# HG changeset patch
# User Marcin Kuzminski <marcin@rhodecode.com>
# Date 2019-02-15 09:34:04
# Node ID 4b2dd92b00544c67398f9fed34391cd164e0bbc9
# Parent  b52029119f8bbeb7e4fcad03a6c608275e8a7857

docs: updated indexer documentation

diff --git a/docs/admin/indexing.rst b/docs/admin/indexing.rst
--- a/docs/admin/indexing.rst
+++ b/docs/admin/indexing.rst
@@ -3,10 +3,15 @@
 Full-text Search
 ----------------
 
+RhodeCode provides a full text search capabilities to search inside file content,
+commit message, and file paths. Indexing is not enabled by default and to use
+full text search building an index is a pre-requisite.
+
 By default RhodeCode is configured to use `Whoosh`_ to index |repos| and
-provide full-text search.
+provide full-text search. `Whoosh`_ works well for a small amount of data and
+shouldn't be used in case of large code-bases and lots of repositories.
 
-|RCE| also provides support for `Elasticsearch 6`_ as a backend more for advanced
+|RCE| also provides support for `ElasticSearch 6`_ as a backend more for advanced
 and scalable search. See :ref:`enable-elasticsearch` for details.
 
 Indexing
@@ -14,18 +19,20 @@ Indexing
 
 To run the indexer you need to have an |authtoken| with admin rights to all |repos|.
 
-To index new content added, you have the option to set the indexer up in a
+To index repositories stored in RhodeCode, you have the option to set the indexer up in a
 number of ways, for example:
 
 * Call the indexer via a cron job. We recommend running this once at night.
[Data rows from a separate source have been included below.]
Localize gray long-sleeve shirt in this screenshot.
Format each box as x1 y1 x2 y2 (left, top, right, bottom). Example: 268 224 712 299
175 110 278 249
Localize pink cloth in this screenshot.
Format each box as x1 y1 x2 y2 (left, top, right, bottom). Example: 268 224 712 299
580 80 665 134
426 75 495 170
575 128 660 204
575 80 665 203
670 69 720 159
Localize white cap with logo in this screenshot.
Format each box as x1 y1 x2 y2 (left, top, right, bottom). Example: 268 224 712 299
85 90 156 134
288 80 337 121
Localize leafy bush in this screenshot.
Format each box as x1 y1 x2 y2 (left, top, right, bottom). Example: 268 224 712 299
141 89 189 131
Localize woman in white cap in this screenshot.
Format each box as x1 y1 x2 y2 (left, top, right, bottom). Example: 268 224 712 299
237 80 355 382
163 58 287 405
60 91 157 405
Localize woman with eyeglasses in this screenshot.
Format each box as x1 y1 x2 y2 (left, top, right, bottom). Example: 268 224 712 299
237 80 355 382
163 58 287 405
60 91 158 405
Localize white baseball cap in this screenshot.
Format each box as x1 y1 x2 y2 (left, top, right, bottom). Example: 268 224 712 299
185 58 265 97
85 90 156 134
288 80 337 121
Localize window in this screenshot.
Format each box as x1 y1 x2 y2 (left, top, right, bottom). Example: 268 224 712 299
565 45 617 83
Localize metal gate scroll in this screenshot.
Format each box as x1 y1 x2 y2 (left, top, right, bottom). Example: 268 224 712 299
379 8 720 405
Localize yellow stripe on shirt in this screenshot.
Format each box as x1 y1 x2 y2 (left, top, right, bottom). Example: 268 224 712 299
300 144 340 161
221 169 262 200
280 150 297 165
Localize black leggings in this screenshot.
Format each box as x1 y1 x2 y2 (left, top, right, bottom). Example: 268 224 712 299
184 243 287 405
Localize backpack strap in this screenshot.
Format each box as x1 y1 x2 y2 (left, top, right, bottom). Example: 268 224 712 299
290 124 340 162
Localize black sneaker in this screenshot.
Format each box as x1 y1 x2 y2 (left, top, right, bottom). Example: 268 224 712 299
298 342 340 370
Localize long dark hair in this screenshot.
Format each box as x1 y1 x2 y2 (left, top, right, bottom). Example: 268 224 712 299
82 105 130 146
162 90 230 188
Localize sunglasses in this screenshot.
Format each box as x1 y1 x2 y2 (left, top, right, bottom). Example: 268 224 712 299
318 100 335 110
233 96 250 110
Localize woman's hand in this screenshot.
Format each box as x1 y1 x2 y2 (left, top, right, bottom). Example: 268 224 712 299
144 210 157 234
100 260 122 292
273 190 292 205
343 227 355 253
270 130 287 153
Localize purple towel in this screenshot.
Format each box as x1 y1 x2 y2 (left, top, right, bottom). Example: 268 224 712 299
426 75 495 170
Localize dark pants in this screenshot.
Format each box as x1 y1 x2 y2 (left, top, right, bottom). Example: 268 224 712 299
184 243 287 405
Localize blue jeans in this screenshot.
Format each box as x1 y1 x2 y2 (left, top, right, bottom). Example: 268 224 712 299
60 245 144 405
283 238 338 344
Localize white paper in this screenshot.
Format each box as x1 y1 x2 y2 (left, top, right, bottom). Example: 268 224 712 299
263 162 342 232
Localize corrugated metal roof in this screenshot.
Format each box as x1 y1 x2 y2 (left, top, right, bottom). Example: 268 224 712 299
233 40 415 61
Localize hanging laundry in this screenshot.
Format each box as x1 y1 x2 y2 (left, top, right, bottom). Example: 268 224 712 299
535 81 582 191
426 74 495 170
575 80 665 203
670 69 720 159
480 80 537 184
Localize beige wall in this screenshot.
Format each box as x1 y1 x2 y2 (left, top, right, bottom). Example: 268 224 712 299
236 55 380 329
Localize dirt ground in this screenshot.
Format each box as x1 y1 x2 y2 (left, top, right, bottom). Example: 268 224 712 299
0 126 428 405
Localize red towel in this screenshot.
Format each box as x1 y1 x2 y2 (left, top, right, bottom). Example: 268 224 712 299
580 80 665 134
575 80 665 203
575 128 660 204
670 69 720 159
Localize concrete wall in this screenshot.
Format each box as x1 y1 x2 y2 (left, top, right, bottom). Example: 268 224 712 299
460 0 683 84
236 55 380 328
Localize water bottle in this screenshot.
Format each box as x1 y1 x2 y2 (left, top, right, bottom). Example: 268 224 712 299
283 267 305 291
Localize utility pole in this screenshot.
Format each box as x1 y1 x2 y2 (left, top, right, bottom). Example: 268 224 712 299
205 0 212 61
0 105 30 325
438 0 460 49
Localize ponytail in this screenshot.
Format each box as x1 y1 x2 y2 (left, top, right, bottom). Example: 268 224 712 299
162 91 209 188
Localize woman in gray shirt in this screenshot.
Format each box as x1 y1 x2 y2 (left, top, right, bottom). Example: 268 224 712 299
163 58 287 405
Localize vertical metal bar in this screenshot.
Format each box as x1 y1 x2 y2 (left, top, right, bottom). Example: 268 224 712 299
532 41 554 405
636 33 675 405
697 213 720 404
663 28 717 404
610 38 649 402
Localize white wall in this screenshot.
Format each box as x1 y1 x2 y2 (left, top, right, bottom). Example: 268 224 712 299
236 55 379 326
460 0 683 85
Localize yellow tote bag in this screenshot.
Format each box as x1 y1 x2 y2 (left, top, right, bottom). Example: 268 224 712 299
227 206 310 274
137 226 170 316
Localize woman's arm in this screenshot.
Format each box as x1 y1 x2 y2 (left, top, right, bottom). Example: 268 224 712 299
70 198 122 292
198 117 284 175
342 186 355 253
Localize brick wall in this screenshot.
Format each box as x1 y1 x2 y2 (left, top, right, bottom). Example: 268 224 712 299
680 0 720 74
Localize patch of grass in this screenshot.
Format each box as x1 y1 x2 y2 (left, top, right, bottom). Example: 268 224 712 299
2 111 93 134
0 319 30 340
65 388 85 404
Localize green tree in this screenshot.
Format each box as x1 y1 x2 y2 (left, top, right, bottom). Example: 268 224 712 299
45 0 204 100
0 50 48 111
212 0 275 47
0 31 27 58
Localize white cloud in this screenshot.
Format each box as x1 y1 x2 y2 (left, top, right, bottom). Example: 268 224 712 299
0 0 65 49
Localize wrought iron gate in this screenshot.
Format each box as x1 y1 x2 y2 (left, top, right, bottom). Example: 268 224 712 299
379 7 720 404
   In case you need everything indexed immediately it's possible to index few
-  times during the day.
+  times during the day. Indexer has a special locking mechanism that won't allow
+  two instances of indexer running at once. It's safe to run it even every 1hr.
 * Set the indexer to infinitely loop and reindex as soon as it has run its previous cycle.
 * Hook the indexer up with your CI server to reindex after each push.
 
-The indexer works by indexing new commits added since the last run. If you
-wish to build a brand new index from scratch each time,
-use the ``force`` option in the configuration file.
+The indexer works by indexing new commits added since the last run, and comparing
+file changes to index only new or modified files.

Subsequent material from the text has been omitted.